Miracolo a Sant'Anna - di Spike Lee 2008
Giudizio sintetico: si può perdere
1984, New York, un impiegato delle poste uccide un avventore che gli si è presentato davanti chiedendogli un francobollo. A casa sua viene ritrovata una preziosissima testa di marmo appartenente ad una statua di Firenze e scomparsa nel 1944. La notizia, casualmente, arriva "tra le mani" di un italiano che pare particolarmente interessato al fatto, letteralmente dal cielo.
1944, i soldati della compagnia Buffalo (proprio loro, i Buffalo Soldiers), una compagnia che è una specie di esperimento, essendo formata interamente da afroamericani statunitensi, sono impegnati sul fronte del fiume Serchio, in alta Toscana. Quattro di loro riescono miracolosamente ad oltrepassare il fiume, nonostante il fuoco (incrociato, tra l'altro), e ad incunearsi quindi tra le linee nemiche, quelle tedesche. Testimone del bombardamento di un casolare disabitato ma occupato da un bambino, Angelo, in fuga da Sant'Anna di Stazzema, Sam, "il negro più grosso che abbia mai visto" (dice di lui un superiore bianco), nonostante si porti dietro (in una retina attaccata al cinturone...) una strana testa di marmo, salva Angelo e se lo carica in spalla. Arrivati in un paesino minuscolo lì vicino, i quattro si fanno ospitare in una casa di proprietà di un fedele di Mussolini, Ludovico, con una figlia molto bella amica dei partigiani, Renata, dove le donne si prenderanno cura del piccolo Angelo e i quattro soldati tenteranno di rimettersi in contatto con la loro compagnia. Verranno a contatto sia con i tedeschi che con i partigiani italiani, e scopriranno una terribile verità.
Sgombriamo immediatamente il campo da qualsiasi dubbio: siamo davanti al peggior film del grande Spike Lee. Visto che è venuto a girarlo in Italia, dispiace veramente. E dispiace ancor di più, visto che ha scelto come soggetto il romanzo di James McBride omonimo che romanza un episodio di guerra che gira intorno all'eccidio di Sant'Anna di Stazzema, fatto che ha sollevato non poche polemiche, soprattutto qui in Toscana.
I perchè sono molti.
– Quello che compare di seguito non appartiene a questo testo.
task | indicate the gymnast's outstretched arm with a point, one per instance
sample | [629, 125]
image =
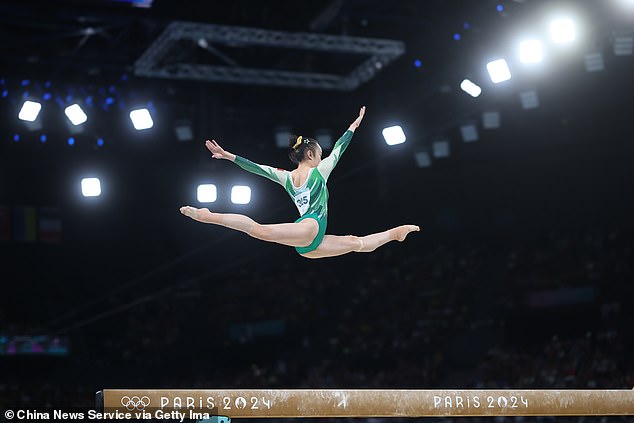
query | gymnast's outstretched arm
[275, 175]
[326, 166]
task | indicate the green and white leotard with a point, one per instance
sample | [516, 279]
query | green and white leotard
[311, 198]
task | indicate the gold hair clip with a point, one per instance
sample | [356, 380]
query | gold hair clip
[298, 143]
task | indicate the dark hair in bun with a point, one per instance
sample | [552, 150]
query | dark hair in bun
[299, 146]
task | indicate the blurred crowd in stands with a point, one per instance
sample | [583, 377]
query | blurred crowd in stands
[455, 316]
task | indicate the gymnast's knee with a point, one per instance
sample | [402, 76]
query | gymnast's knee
[260, 231]
[356, 243]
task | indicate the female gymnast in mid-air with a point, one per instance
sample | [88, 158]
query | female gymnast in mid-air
[307, 187]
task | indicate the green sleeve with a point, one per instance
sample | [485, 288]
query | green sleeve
[275, 175]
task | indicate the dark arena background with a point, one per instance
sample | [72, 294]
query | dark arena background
[522, 275]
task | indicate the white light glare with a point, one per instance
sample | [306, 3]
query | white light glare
[75, 114]
[240, 194]
[470, 88]
[394, 135]
[531, 51]
[90, 187]
[207, 193]
[141, 119]
[563, 31]
[499, 71]
[29, 111]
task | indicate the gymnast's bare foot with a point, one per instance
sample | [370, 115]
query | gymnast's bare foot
[190, 211]
[400, 233]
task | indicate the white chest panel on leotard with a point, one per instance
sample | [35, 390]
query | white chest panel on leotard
[302, 201]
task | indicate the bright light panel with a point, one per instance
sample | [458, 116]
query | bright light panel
[141, 119]
[531, 51]
[90, 187]
[75, 114]
[394, 135]
[563, 31]
[470, 88]
[29, 111]
[240, 194]
[529, 99]
[594, 62]
[207, 193]
[498, 71]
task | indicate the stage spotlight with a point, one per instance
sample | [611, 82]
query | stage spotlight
[529, 99]
[594, 62]
[440, 149]
[562, 31]
[531, 51]
[498, 71]
[394, 135]
[422, 159]
[29, 111]
[623, 45]
[207, 193]
[141, 119]
[240, 194]
[90, 187]
[627, 4]
[75, 114]
[470, 88]
[469, 132]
Diverse incongruenze piuttosto grossolane (non ve le descrivo, ma leggetevi questa recensione perchè non credo si possa fare meglio), una sceneggiatura che ha soprattutto nei vari espedienti narrativi alcuni punti terribilmente deboli (come accennavo prima, come la notizia del ritrovamento della testa arriva tra le braccia dell'interessato, oppure la conclusione, che definirei ridicola senza mezze misure), il fatto stesso che l'eccidio sia stato usato come pretesto per fare un film sulle possibilità di riscatto degli afroamericani attraverso l'arruolamento e il combattimento tra le file dell'esercito americano; non finisce qui: il tema della contrapposizione bianchi/neri, altrove e con altri film trattato splendidamente da Lee, qua risulta annacquato e tirato via, per niente convincente, e neanche la battuta che il regista mette in bocca a uno dei quattro protagonisti, sul fatto che in Italia nessuno lo faccia sentire diverso, serve a rendere tutto migliore. Un capitolo a parte merita come il regista dipinge gli italiani: delle macchiette, niente di più, niente di meno. Fa una certa tristezza vedere validissmi attori italiani, Favino, Cervi, Lo Cascio, Antonutti, solo per citarne alcuni più in vista, rendersi ridicoli solo per lavorare con un regista di fama internazionale. E il piccolo protagonista Angelo? Dovrebbe essere una specie di fulcro spirituale della storia, ma quello che ne esce è una specie di parodia del Pinocchio di Comencini.
La regia non è scoppiettante come al solito: alcune finezze (il dialogo tra Sam e Angelo sui colpetti ripreso, se non ricordo male, da tre macchine), altri virtuosismi scontati (le preghiere incrociate) che non aggiungono niente, il resto è ordinario. La fotografia lascia molto a desiderare, orrenda soprattutto quella nelle scene nei boschi. Sembra di vedere una brutta fiction televisiva italiana, sempre che ne esistano di belle. Non voglio credere che dipenda dai colori della nostra terra.
La cosa peggiore? Mancano le emozioni. Naturalmente, se si eccettua la brevissima scena dove si mostra l'esecuzione dell'eccidio, anche se, credo, una cosa del genere farebbe emozionare anche in un documentario del National Geographic.
Un brutto passo falso per Spike Lee.